Der offen gelassene Fluchtweg ist eines von vielen Indizien dafür, dass der im Oktober 1947 im Nordosten Englands geborene Brian Johnson einfach ein netter Kerl sein könnte. In der auf Youtube in Ausschnitten betrachtbaren Fernsehserie „Brian Johnson’s Life on the Road“ parliert er freundlich interessiert mit einigen seiner Rockstar-Kollegen: Er herzt Sting, er fährt im Oldtimer-Van praktisch direkt in die Arme von Dave Grohl. Dem Chef der Foo Fighters erzählt er mit seinem rauen, ungefähr zwei Oktaven unter seiner Singstimme angesiedelten Alltags-Timbre alte Tourgeschichten, woraufhin sich Grohl vor Lachen schüttelt. Von Mark Knopfler lässt sich Brian Johnson in dieser Serie Pubstorys erzählen, und mit Robert Plant wandert er durch Wales. Immer dabei auf Brian Johnsons Kopf: eine Ballonmütze, deren Originalexemplar ihm sein Bruder einst zwecks Haarschutz in der Autofabrik schenkte.
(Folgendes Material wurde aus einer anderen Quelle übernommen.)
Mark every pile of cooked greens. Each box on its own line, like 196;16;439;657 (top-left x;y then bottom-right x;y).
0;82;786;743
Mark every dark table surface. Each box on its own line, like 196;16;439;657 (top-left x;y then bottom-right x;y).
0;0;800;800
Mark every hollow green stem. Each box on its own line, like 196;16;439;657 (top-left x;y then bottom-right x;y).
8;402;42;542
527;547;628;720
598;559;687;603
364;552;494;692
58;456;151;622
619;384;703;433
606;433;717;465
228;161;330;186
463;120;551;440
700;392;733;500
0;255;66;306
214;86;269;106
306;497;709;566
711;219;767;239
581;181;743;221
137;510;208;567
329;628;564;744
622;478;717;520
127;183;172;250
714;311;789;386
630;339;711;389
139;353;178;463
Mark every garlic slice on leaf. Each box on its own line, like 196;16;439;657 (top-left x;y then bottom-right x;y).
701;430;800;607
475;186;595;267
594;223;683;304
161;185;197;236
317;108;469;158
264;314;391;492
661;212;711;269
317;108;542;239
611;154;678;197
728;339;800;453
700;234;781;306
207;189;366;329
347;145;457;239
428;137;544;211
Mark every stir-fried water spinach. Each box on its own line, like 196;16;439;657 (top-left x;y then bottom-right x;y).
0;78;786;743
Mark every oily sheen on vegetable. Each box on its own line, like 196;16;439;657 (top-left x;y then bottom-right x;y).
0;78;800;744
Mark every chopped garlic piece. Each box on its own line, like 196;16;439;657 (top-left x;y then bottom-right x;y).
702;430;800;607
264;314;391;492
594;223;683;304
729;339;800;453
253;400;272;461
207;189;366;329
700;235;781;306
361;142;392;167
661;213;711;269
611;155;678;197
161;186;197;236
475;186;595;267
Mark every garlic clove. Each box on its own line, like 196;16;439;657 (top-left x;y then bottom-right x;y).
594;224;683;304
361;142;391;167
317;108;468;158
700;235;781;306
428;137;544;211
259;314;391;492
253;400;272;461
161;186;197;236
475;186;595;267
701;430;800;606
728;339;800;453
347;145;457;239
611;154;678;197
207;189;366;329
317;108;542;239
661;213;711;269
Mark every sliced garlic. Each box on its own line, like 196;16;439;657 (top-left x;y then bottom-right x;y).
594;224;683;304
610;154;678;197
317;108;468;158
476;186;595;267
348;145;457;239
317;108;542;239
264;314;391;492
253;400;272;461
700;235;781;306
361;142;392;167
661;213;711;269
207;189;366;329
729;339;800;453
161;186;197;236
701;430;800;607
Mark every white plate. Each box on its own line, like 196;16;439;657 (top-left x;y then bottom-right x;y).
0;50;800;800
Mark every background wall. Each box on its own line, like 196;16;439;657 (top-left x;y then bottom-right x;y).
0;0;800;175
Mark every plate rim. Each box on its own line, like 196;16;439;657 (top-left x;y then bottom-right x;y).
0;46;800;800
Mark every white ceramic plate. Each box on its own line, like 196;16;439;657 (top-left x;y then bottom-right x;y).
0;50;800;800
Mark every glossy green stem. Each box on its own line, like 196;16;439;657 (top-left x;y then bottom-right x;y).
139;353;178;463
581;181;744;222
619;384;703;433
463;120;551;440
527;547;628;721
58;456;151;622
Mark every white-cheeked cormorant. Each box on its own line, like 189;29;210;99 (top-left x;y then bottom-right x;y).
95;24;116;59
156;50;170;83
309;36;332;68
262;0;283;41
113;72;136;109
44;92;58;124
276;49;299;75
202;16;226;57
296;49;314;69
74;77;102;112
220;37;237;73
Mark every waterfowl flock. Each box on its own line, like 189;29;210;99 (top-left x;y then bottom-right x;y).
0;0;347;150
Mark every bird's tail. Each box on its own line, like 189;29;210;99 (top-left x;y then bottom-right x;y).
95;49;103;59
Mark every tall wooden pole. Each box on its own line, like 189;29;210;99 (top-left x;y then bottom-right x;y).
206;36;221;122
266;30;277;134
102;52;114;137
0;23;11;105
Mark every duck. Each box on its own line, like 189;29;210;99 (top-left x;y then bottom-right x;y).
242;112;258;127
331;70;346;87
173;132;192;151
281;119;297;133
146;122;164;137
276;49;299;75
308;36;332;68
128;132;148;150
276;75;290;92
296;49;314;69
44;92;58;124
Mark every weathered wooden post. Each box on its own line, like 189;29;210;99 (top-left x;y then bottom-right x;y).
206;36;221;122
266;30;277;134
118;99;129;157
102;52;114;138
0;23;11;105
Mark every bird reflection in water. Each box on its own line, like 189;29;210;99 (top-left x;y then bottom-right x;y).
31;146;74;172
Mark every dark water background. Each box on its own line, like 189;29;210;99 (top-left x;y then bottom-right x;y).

Am Donnerstag steigt in Edinburgh das Finale der AC/DC-Euopatournee

Auch am Donnerstag in Edinburgh wird Brian Johnson wieder Knochenarbeit leisten: Mit schmerzverzerrtem Gesicht wird er sich Töne abringen, für die menschliche Stimmbänder eigentlich nicht gemacht sind. Zwischendurch wird er lächeln. Brian Johnson ist ein Glücksfall für AC/DC, für die Fans der Band und für alle, die mit klanggewordener Anstrengung etwas anfangen können.

Wie gut er als Sänger tatsächlich ist, kann Brian Johnson bei den bewährten Konzertritualen von AC/DC nicht immer in vollem Umfang zeigen. Aber neulich hat ihn Slash, der Gitarrist von Guns N‘ Roses, als Gastsänger für sein Blues-Soloalbum „Orgy of the Damned“ eingeladen: Wie sich Brian Johnson im Studio mit präziser Leidenschaft durch den alten Howlin‘-Wolf-Song „Killing Floor“ wühlt, klingt ungefähr so sensationell wie das Mundharmonika-Solo, das Steven Tyler zu dieser flirrenden Neuinterpretation beigesteuert hat. Aber Brian Johnson macht einem Making-of-Video zufolge nicht halb so viel Wind um seinen Beitrag. Er ist eben ein netter Kerl. Ein Glücksfall.